“Humanism, I strongly believe, must excavate the silences, the world of memory, of itinerant, barely surviving groups, the places of exclusion and invisibility, the kind of testimony that doesn't make it onto the reports but which more and more is about whether an overexploited environment, sustainable small economies and small nations, and marginalised peoples outside as well as inside the maw of the metropolitan centre can survive the grinding down and flattening out and displacement that are such prominent features of globalisation." Edward W Said
Said was not known as an environmentalist. Yet these words could well have been describing the challenges to planetary health in excavating the stories and data born from natural disasters, urban crowding, lost species as well as the populations displaced by disaster, conflict, and lost livelihoods. Born to Palestinian parents, with American citizenship, growing up in Jerusalem with the most English of first names, the author of the seminal text Orientalism challenged the history of the Middle East documented in the language of the West. Said became in his lifetime one of the most notable voices in human rights, on comparative literature, with the uncanny ability to put a fresh examined angle on old positions and stories.

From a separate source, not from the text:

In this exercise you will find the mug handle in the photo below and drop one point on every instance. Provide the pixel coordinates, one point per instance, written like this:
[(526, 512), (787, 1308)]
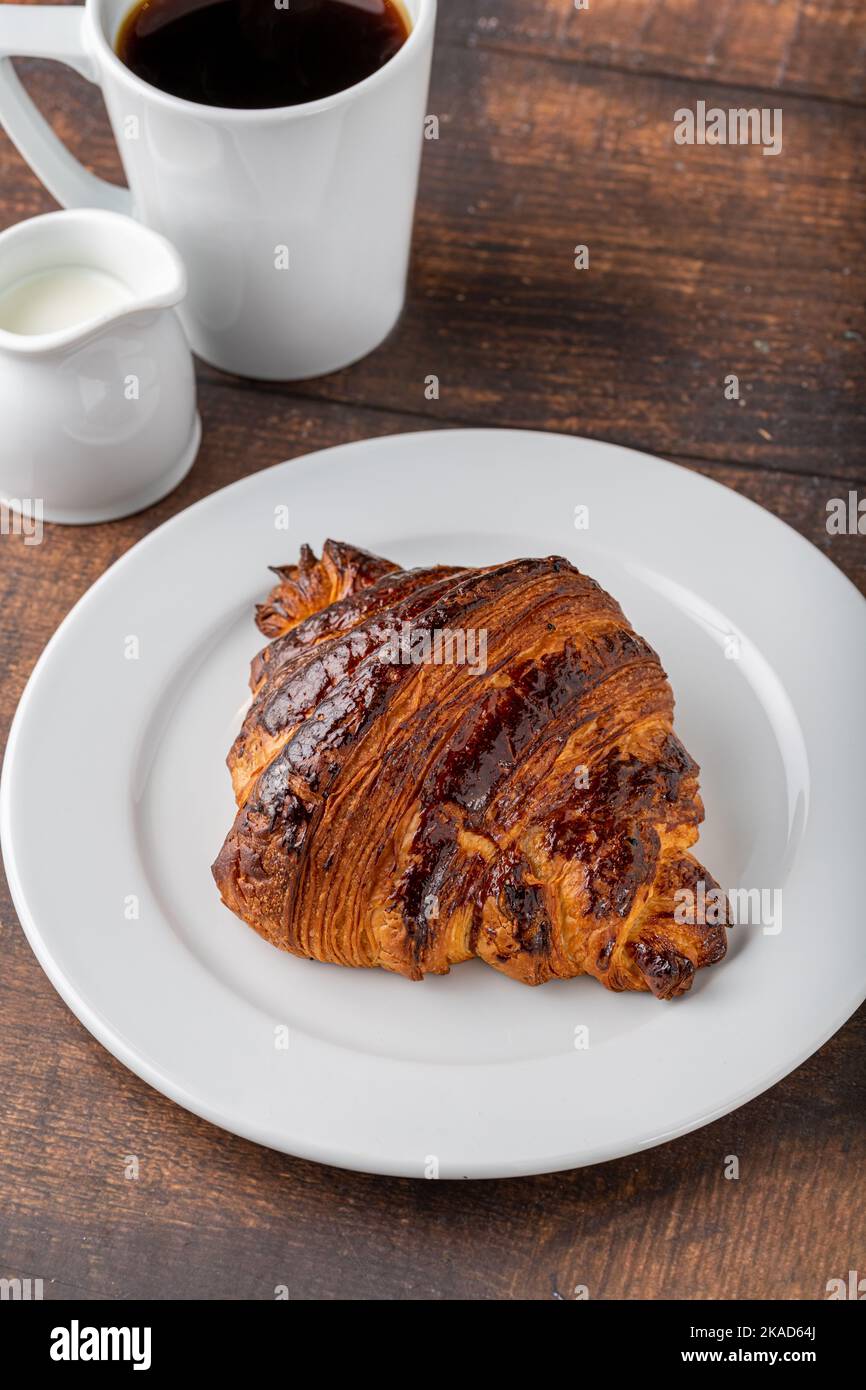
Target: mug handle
[(50, 32)]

It is beholden on each sector to tell the stories of our era well. Using in medicine’s case, the language of science, human contact, and medical ethics. But also using lessons learnt from successes in recent global health challenges. Global health as a discipline is a definition or construct of the last decade and half - although its origins derive from the established practices of international and public health. Its focus is on health for all – globally and equally. Among collective global health successes are the increases in worldwide child survival, the ongoing fight against tobacco, and for HIV AIDS treatment. Ongoing struggles but with significant gains, are in addressing LGBTIQ rights to health, maternal mortality, and universal health coverage. In modern health history the global HIV AIDS crisis is considered a global health success story in the sense that collective societal action on a global scale around the challenges of a disease with a death sentence – became written into a history of lives saved through access to anti-retroviral treatment. The lessons of HIV AIDS are well documented. Community activism as a global public good. Human rights at the centre. Science driven research agenda. Partnerships across business, government, communities, schools, and media. (See AIDs and Global Health: the path to sustainable development: Lo and Horton 2015).

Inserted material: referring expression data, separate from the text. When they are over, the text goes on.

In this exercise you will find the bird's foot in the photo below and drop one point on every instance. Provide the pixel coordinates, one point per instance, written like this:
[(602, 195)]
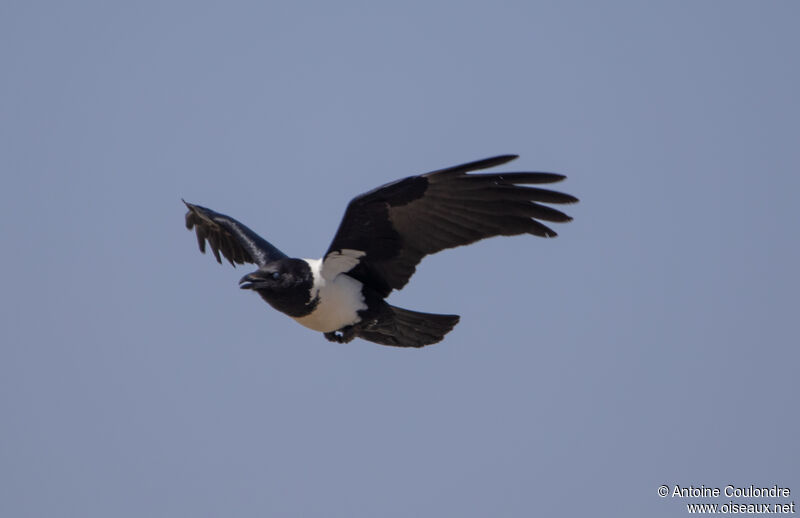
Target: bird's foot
[(342, 336)]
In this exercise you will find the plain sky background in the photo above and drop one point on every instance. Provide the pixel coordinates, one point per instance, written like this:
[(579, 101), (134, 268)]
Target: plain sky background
[(653, 342)]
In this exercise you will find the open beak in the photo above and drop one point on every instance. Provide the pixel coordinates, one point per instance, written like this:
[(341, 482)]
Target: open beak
[(247, 282)]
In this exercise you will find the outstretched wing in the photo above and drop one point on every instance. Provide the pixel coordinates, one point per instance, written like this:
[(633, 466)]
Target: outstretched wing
[(387, 231), (237, 243)]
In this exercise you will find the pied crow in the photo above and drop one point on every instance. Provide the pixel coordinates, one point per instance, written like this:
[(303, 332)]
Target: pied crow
[(383, 236)]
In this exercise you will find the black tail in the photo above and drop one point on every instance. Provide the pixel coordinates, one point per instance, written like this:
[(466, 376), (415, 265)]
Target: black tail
[(404, 328)]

In comparison, climate change, environment and health, and planetary health campaigns are sometimes accused of being devoid of a strong human face. They are also sectors where passionate good people and organisations have too often failed to find their common launch pad. Part of the reason for delayed societal action often has sometimes been attributed to the lack of immediate regard of personal risk. Furthermore, the urgent impetus to act very locally is sometimes disconnected from global support or learning networks. While not disregarding the obvious differences to the HIV crisis in detail, there are some pertinent lessons in global health for the health and environment community to consider.
As always, the solutions lie with all ‘ordinary’ people in health -- able to take on global health lessons, not repeat the same mistakes, and apply them in extraordinary fashion to the challenges we are facing in advancing health for people and planet.